Constructing the image of Japan
The Meiji era in Japan (1868-1912) was a period of modernisation and restoration. Emperor Meiji restructured Japan’s whole socio-political system to strike back against European imperialism. As part of the modernisation, he imported Western technologies, among them photography. Thereby, he triggered the advent of Japan’s photo industry. Around 250 pictures of that era are now on display at Berlin’s museum for photography. Pale Pink and Light Blue: Japanese Photography from the Meiji Period (1868-1912) is on display until January 2016.
The early Japanese photographers mixed woodblock printing traditions with European art conventions. They captured beautiful landscapes, romantic sceneries and representative portraits on coloured albumin paper. The result are soft, pastel, silky-matte pictures with a superb mix of pictorial and documentary quality. We see images of men and women, garments, arts and crafts, rituals and religion – cornerstones of what one might call culture. But, as culture is an ever-changing idea, the archive looks suspiciously uniform. The explanation is in the exhibition texts: the Western gaze. Whatever the gaze choses to look at condemns everything outside the frame to invisibility. And as such the exhibition is an example of how a cultural image is constructed. And of how little objectivity there really lies in pictures taken.Picture courtesy of Museum of Photography, Berlin.
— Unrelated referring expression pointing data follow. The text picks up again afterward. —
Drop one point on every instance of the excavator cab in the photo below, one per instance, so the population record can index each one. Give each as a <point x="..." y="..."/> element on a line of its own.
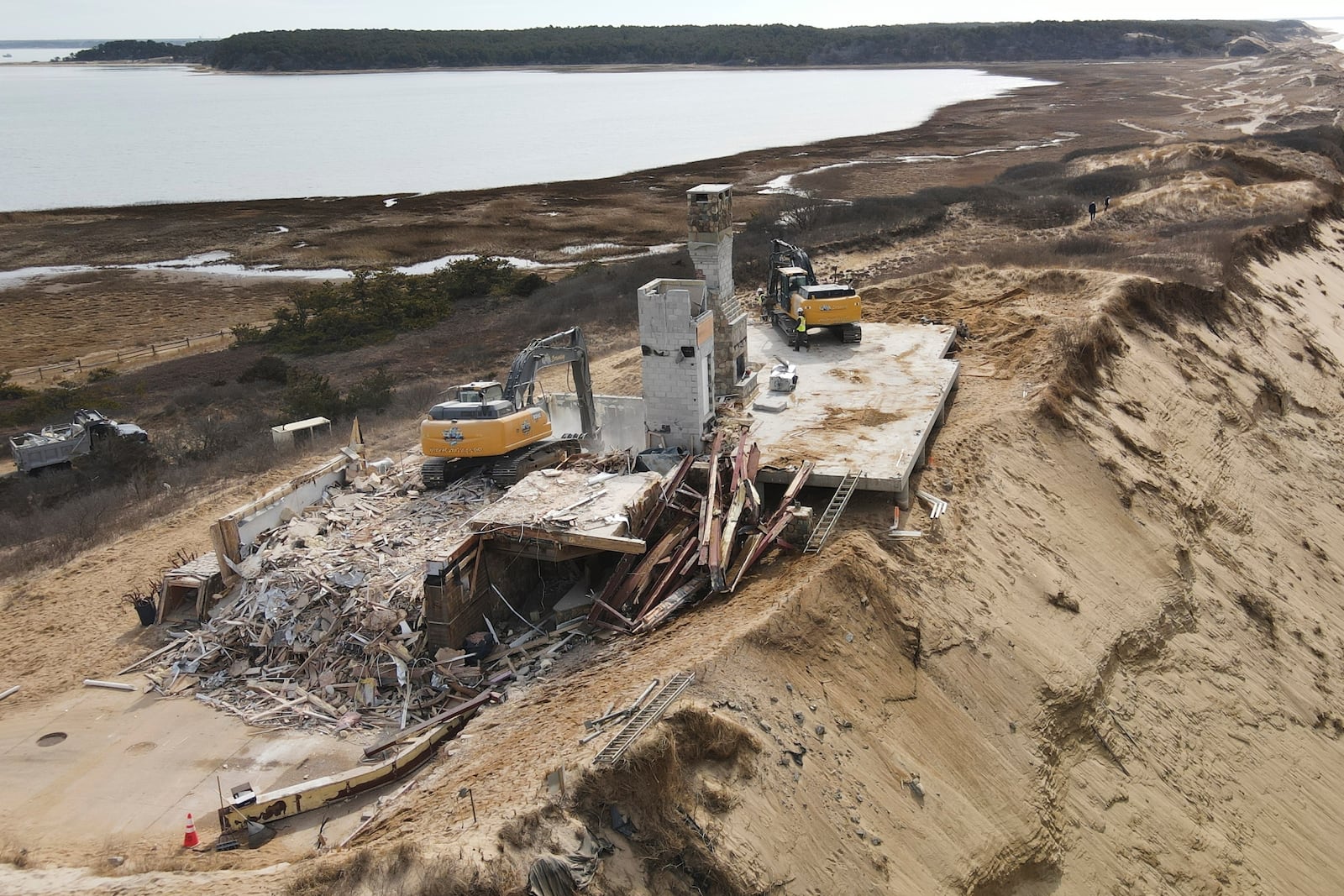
<point x="503" y="427"/>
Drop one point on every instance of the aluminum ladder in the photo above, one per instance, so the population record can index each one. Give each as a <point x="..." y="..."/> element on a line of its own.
<point x="644" y="718"/>
<point x="822" y="531"/>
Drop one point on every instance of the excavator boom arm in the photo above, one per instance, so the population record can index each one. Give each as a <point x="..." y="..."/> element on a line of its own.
<point x="561" y="348"/>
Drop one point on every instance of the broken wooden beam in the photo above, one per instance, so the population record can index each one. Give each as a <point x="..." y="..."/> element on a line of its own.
<point x="448" y="715"/>
<point x="111" y="685"/>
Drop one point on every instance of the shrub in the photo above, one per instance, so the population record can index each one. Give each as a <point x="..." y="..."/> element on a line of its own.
<point x="248" y="335"/>
<point x="269" y="369"/>
<point x="374" y="392"/>
<point x="311" y="394"/>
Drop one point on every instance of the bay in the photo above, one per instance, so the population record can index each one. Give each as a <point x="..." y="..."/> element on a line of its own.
<point x="93" y="134"/>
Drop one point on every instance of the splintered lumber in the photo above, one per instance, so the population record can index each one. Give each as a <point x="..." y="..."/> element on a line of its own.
<point x="674" y="602"/>
<point x="669" y="575"/>
<point x="671" y="486"/>
<point x="711" y="523"/>
<point x="111" y="685"/>
<point x="730" y="528"/>
<point x="448" y="715"/>
<point x="327" y="790"/>
<point x="638" y="578"/>
<point x="777" y="523"/>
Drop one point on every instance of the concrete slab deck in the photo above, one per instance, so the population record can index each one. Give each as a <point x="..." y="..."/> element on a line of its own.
<point x="568" y="506"/>
<point x="869" y="407"/>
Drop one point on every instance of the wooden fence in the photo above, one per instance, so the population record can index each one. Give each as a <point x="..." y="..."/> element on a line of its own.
<point x="42" y="372"/>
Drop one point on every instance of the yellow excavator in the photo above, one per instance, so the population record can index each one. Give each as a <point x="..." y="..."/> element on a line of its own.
<point x="793" y="289"/>
<point x="503" y="426"/>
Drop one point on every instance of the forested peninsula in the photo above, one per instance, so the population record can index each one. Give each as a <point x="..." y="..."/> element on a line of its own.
<point x="779" y="45"/>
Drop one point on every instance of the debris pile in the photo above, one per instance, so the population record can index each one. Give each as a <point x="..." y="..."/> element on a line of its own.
<point x="699" y="543"/>
<point x="324" y="627"/>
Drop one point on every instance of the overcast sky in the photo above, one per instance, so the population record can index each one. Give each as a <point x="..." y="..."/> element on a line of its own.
<point x="50" y="19"/>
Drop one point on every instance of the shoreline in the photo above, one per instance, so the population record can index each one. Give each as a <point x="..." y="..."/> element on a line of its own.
<point x="983" y="83"/>
<point x="1082" y="107"/>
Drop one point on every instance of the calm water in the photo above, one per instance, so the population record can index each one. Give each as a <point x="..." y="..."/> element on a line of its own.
<point x="112" y="136"/>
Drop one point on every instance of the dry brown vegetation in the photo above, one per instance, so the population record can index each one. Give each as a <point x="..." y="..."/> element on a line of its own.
<point x="1142" y="399"/>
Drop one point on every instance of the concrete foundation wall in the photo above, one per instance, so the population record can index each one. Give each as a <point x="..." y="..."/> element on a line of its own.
<point x="676" y="336"/>
<point x="622" y="418"/>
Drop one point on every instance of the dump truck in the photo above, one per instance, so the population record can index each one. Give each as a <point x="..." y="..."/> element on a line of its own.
<point x="793" y="291"/>
<point x="60" y="445"/>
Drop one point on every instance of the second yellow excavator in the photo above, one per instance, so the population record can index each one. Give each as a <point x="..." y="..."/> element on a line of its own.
<point x="503" y="426"/>
<point x="793" y="289"/>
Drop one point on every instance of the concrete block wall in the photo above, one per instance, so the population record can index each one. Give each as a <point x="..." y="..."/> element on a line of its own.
<point x="676" y="338"/>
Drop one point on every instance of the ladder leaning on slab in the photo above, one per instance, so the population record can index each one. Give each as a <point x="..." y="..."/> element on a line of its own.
<point x="822" y="531"/>
<point x="644" y="718"/>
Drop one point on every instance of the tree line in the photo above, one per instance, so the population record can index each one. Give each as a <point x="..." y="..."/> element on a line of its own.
<point x="773" y="45"/>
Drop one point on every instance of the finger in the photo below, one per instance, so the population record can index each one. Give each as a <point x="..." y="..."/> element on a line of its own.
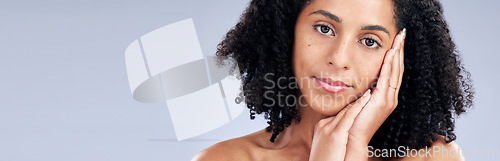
<point x="401" y="63"/>
<point x="385" y="73"/>
<point x="396" y="69"/>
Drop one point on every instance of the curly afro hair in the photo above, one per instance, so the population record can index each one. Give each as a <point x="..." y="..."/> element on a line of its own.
<point x="435" y="87"/>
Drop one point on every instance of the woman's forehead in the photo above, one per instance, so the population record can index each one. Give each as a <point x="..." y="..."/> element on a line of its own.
<point x="357" y="12"/>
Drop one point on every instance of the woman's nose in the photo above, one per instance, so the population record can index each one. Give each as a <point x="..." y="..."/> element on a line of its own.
<point x="338" y="56"/>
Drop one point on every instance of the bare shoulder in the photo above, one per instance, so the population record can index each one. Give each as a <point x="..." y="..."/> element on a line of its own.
<point x="234" y="149"/>
<point x="440" y="151"/>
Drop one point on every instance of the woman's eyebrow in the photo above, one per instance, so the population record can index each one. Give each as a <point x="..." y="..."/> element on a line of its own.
<point x="376" y="27"/>
<point x="327" y="14"/>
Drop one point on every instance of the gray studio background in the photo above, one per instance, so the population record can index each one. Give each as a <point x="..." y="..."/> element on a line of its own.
<point x="64" y="93"/>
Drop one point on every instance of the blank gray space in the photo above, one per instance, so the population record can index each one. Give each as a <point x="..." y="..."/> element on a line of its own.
<point x="64" y="93"/>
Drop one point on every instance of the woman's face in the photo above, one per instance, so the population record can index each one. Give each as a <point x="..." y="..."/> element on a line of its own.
<point x="338" y="50"/>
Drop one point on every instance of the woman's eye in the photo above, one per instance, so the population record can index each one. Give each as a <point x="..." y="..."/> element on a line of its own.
<point x="370" y="43"/>
<point x="324" y="29"/>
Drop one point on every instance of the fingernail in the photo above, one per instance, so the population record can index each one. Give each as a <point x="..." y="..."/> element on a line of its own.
<point x="368" y="92"/>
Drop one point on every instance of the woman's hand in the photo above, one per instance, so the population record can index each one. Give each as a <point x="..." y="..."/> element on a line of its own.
<point x="346" y="135"/>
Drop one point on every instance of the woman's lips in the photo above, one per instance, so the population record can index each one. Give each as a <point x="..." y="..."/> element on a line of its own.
<point x="332" y="86"/>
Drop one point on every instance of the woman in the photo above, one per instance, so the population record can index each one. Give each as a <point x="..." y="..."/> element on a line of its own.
<point x="328" y="74"/>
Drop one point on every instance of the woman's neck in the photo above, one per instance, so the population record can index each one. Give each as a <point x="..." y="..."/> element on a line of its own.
<point x="300" y="133"/>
Because, most photographies belong to one of two categories: souvenirs of European tourists; or posed sceneries produced for export. The Japanese merchants knew the Western tastes, perceptions and feelings well. Hence, they addressed them to increase business. The result is a collection of stereotypes: cherry blossoms and Mount Fuji, samurai and sumo fighters, Geishas and Nō masks. Daily scenes are absent or the people in them reduced to decorations in landscapes. There was a certain imagery of Japan that had prevailed in Europe for more than 300 years. Even photography with its documentary quality could not change the choice of motives.
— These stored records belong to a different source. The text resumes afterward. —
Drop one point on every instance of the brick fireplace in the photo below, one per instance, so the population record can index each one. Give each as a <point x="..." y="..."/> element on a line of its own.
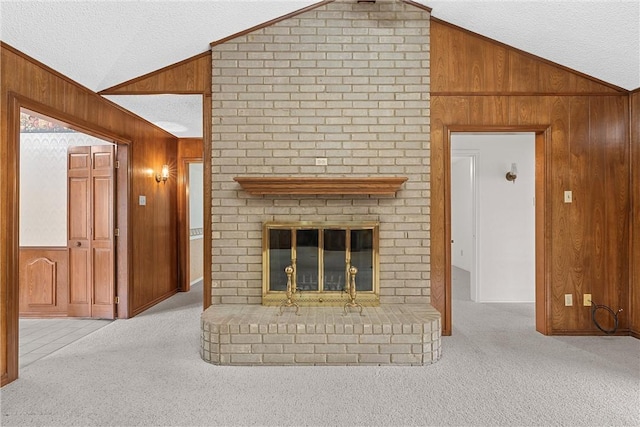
<point x="339" y="91"/>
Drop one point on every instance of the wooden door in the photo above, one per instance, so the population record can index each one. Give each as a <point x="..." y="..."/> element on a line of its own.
<point x="102" y="220"/>
<point x="79" y="231"/>
<point x="90" y="230"/>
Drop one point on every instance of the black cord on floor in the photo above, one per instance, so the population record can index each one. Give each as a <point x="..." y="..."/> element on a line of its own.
<point x="595" y="307"/>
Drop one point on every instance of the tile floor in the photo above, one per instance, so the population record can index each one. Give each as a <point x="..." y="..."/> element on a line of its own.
<point x="40" y="337"/>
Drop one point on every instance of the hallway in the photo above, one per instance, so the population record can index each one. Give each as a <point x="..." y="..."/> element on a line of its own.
<point x="41" y="337"/>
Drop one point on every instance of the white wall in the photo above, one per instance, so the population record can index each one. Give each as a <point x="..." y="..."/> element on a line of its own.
<point x="461" y="218"/>
<point x="196" y="221"/>
<point x="43" y="186"/>
<point x="506" y="215"/>
<point x="196" y="195"/>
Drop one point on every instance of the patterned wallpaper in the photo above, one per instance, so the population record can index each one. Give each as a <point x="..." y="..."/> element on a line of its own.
<point x="43" y="184"/>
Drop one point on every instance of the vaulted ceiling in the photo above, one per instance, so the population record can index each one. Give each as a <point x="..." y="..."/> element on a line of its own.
<point x="101" y="43"/>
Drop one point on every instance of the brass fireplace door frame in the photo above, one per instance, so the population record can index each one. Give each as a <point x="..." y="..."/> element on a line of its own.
<point x="321" y="297"/>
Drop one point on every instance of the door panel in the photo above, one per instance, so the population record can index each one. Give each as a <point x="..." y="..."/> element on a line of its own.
<point x="102" y="246"/>
<point x="79" y="231"/>
<point x="91" y="228"/>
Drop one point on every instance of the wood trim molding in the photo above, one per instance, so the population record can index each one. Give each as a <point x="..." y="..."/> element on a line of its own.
<point x="418" y="5"/>
<point x="576" y="94"/>
<point x="269" y="23"/>
<point x="532" y="56"/>
<point x="388" y="185"/>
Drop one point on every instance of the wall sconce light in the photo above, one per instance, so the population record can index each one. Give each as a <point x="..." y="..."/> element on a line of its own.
<point x="163" y="175"/>
<point x="513" y="173"/>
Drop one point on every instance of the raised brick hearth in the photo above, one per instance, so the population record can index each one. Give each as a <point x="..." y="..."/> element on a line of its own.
<point x="399" y="334"/>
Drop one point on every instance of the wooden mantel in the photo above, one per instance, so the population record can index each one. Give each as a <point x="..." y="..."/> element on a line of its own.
<point x="259" y="185"/>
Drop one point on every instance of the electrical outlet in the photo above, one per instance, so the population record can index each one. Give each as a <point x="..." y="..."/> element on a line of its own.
<point x="568" y="300"/>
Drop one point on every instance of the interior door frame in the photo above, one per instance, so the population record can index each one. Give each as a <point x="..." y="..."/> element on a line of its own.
<point x="543" y="291"/>
<point x="123" y="272"/>
<point x="184" y="227"/>
<point x="474" y="156"/>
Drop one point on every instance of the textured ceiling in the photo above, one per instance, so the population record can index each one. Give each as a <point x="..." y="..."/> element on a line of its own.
<point x="101" y="43"/>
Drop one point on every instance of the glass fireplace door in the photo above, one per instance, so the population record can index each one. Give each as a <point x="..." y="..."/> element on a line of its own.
<point x="320" y="255"/>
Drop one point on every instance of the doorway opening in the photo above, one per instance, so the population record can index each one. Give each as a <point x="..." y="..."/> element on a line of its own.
<point x="503" y="234"/>
<point x="72" y="233"/>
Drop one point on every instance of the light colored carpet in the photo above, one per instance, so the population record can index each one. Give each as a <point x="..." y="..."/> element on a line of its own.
<point x="495" y="370"/>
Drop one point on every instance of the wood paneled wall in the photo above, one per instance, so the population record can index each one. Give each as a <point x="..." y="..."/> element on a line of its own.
<point x="153" y="266"/>
<point x="191" y="76"/>
<point x="634" y="305"/>
<point x="478" y="84"/>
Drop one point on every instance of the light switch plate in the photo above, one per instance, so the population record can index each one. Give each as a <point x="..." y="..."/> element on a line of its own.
<point x="568" y="300"/>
Looking at these pictures, one might think every Japanese woman is a Geisha and that there is no urban life. The so-called “souvenir photography” does neither show the modernisation of Japan nor individuality. The choice of motives is what makes the European input, i.e. the exotification of the Other. It became self-exotification as Japanese photographers, driven by financial needs, reproduced what sold best. Thus, they reinforced that perception in their commercialised image production.
As wisdom has it, the problem with clichés is not that they are incorrect; but, that they are incomplete. So, if you want to know the story of what’s in front of the camera, your are advised to read all text tables and do some more research at home. Otherwise, it is still a collection of stunningly beautiful photography. But, your gaze might not pierce into the world behind the camera.